On my dad’s side, there were eleven children. My grandpa died when my dad was nine, leaving my grandma as a single mom of eleven children, ELEVEN. There wasn’t much time for I love yous, hugs, and tenderness. There was time for work, discipline, accounting, feeding, keeping everyone alive. I see it. It must have been so hard.


Often, through my own life experiences I’ve reflected on how being “soft” is a luxury that some get access to.


When you have to fight for your life, for every opportunity that you get, when your race, your gender, and the country you live in make life even harder, sometimes there is no space for soft. There is only, or it can feel like there is only, space for grit, fight, survival. Soft can feel like a luxury YOU don’t get.


Growing up as a kid, physical and emotional violence/abuse amongst us immigrant kids was pretty normal. We would share stories of “oh, your parents beat you like that? That’s nothing…this how I was beat. They hit you with a belt?

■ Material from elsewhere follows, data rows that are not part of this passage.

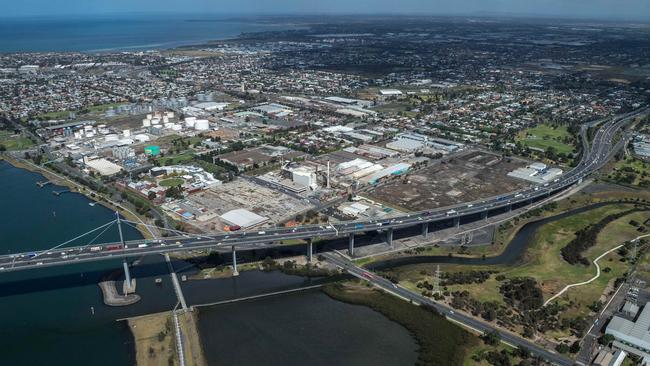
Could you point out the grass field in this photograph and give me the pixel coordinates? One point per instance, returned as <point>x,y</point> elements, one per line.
<point>631,171</point>
<point>171,182</point>
<point>176,159</point>
<point>543,261</point>
<point>11,142</point>
<point>545,136</point>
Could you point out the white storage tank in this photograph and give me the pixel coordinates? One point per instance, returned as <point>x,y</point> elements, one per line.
<point>202,125</point>
<point>189,121</point>
<point>141,138</point>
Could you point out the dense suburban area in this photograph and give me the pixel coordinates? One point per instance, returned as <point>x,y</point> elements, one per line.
<point>365,125</point>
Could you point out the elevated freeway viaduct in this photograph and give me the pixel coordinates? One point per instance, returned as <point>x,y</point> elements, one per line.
<point>595,154</point>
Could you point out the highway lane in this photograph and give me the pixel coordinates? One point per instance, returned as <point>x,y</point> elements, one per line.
<point>595,156</point>
<point>446,311</point>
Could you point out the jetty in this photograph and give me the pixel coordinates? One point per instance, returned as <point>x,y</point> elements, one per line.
<point>113,298</point>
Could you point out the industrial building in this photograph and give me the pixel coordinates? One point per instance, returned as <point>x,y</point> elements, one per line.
<point>102,166</point>
<point>632,336</point>
<point>642,146</point>
<point>411,142</point>
<point>390,92</point>
<point>243,218</point>
<point>608,358</point>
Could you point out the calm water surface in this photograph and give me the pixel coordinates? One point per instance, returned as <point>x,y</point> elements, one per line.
<point>47,319</point>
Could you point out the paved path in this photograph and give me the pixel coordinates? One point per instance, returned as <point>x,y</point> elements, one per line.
<point>597,272</point>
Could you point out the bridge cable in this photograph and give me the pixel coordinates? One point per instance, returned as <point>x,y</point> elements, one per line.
<point>73,239</point>
<point>98,235</point>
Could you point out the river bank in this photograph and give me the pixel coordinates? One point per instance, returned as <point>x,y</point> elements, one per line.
<point>74,187</point>
<point>448,345</point>
<point>156,343</point>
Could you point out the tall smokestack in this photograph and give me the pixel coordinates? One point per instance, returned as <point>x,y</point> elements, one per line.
<point>328,174</point>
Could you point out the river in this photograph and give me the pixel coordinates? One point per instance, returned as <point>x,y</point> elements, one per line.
<point>511,255</point>
<point>55,316</point>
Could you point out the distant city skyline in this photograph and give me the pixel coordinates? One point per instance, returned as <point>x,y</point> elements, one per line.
<point>594,9</point>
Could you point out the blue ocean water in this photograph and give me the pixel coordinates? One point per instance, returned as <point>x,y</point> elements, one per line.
<point>125,33</point>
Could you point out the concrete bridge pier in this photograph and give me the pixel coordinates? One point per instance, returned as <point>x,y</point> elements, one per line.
<point>310,249</point>
<point>234,262</point>
<point>128,284</point>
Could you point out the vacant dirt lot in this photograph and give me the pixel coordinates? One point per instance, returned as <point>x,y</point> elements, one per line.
<point>467,177</point>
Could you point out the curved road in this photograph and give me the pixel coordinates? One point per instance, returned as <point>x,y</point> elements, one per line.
<point>593,158</point>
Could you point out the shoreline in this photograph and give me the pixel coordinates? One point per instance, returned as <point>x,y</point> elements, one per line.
<point>76,188</point>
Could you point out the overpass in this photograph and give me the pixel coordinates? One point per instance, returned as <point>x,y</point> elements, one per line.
<point>594,157</point>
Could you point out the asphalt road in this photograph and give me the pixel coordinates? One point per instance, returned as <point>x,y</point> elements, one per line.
<point>601,150</point>
<point>447,311</point>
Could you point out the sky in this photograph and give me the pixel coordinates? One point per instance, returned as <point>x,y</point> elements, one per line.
<point>596,9</point>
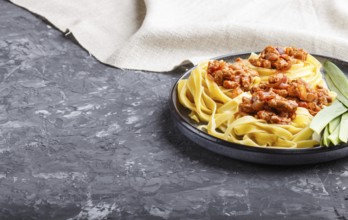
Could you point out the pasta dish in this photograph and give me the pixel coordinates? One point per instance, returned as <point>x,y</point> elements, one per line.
<point>267,100</point>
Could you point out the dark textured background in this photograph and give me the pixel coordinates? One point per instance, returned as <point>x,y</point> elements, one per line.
<point>80,140</point>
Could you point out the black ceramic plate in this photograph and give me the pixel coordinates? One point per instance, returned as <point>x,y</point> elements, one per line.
<point>274,156</point>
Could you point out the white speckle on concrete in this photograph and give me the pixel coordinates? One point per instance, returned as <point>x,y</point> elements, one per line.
<point>85,107</point>
<point>131,120</point>
<point>111,129</point>
<point>43,112</point>
<point>62,175</point>
<point>344,174</point>
<point>163,213</point>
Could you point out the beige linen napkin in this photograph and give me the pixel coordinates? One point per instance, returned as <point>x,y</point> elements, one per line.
<point>158,35</point>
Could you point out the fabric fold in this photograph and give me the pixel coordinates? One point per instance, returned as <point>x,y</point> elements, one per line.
<point>158,35</point>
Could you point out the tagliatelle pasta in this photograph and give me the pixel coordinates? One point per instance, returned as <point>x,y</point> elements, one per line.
<point>216,110</point>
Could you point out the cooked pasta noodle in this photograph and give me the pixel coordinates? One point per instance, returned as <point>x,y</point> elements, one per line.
<point>215,109</point>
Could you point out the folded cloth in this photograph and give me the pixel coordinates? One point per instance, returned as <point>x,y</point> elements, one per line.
<point>158,35</point>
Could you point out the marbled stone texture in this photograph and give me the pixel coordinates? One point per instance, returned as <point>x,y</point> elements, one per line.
<point>81,140</point>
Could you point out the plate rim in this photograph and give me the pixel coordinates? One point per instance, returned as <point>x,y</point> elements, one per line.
<point>274,150</point>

That’s nothing, they threw a iron at my head” These were our stories as kids. Makes me so deeply sad.


I don’t know if it was once I got to the US, living amongst Americanos that I saw that not everyone was beat at home and treated with violence. Maybe it was seeing that the other richer, whiter kids and parents would be alarmed at the type of violence at home that was normal to us kids living in the “bad” side of town, that let me know as a little kid that this was wrong, and that maybe, I had a tiny intsy so infinitesimally small amount of power against it. I remember comforting the violence at home and saying, this is NOT right, but that didn’t change very much.


I left, escaped is more like it, as soon as I could. I knew those dynamics could not be healthy, it wasn’t right, and every part of me knew that no one should be treated like that.


Now, back to generational trauma- once I left that environment, the environment did not leave me.


There is a saying that says that “time heals all things.”


That’s not how trauma works. It literally lingers, from generation to generation, until someone gains awareness over it and says, “I will heal my lineage, this will no longer hurt people in our life. I will take on the task of healing for me and for us all”


I was now safe, but my body did not know that.

Heck, some days my body still doesn’t know it’s safe.

My grandma’s/grandpa’s protective but harmful behaviors and ways of thinking became my mom’s/dad’s harmful behaviors and ways of thinking, and surprise surprise, many of them became my own.


My grandpa’s lack of boundaries became my dad’s lack of boundaries, became my own lack of boundaries.


And gosh…that boundaries lesson cost me so much to finally get as a grown ass woman. But it’s changed everything, and I am SO grateful I am better at setting boundaries. Understanding what boundaries are. It leads to more safety, to more joy, love, all the things I want in my life…


What about in your life?

What are your triggers?


What are the harmful behaviors and ways of thinking that have been passed down from generation to generation?


Is it codependency?

Is it being judgemental?

Inability to sit with vulnerability?

Addiction?

Inability to say no?

Anger?

Hypervigilance?


And i invite you to not do this as a self-shaming exercise, but a loving exercise that allows you to have more of what you want in your life.


For me the question was- how do I create more love, joy, softness, ease, fun, sensuality, aliveness? What’s keeping me from those things? And then looking inwards to identify the parts that need to be healed, to be loved on, tended with care, forgiven, and seen. To gain awareness, to get to know my triggers, not from a place of shaming, but from a place of love and compassion.


Because I am committed to healing, committed to liberating, committed to creating a life of more love, softness, ease, and joy for myself and my future ancestral lineage.


What about you? What are you loving, compassioning into healing? What are you liberating to create a better future for yourself and your lineage?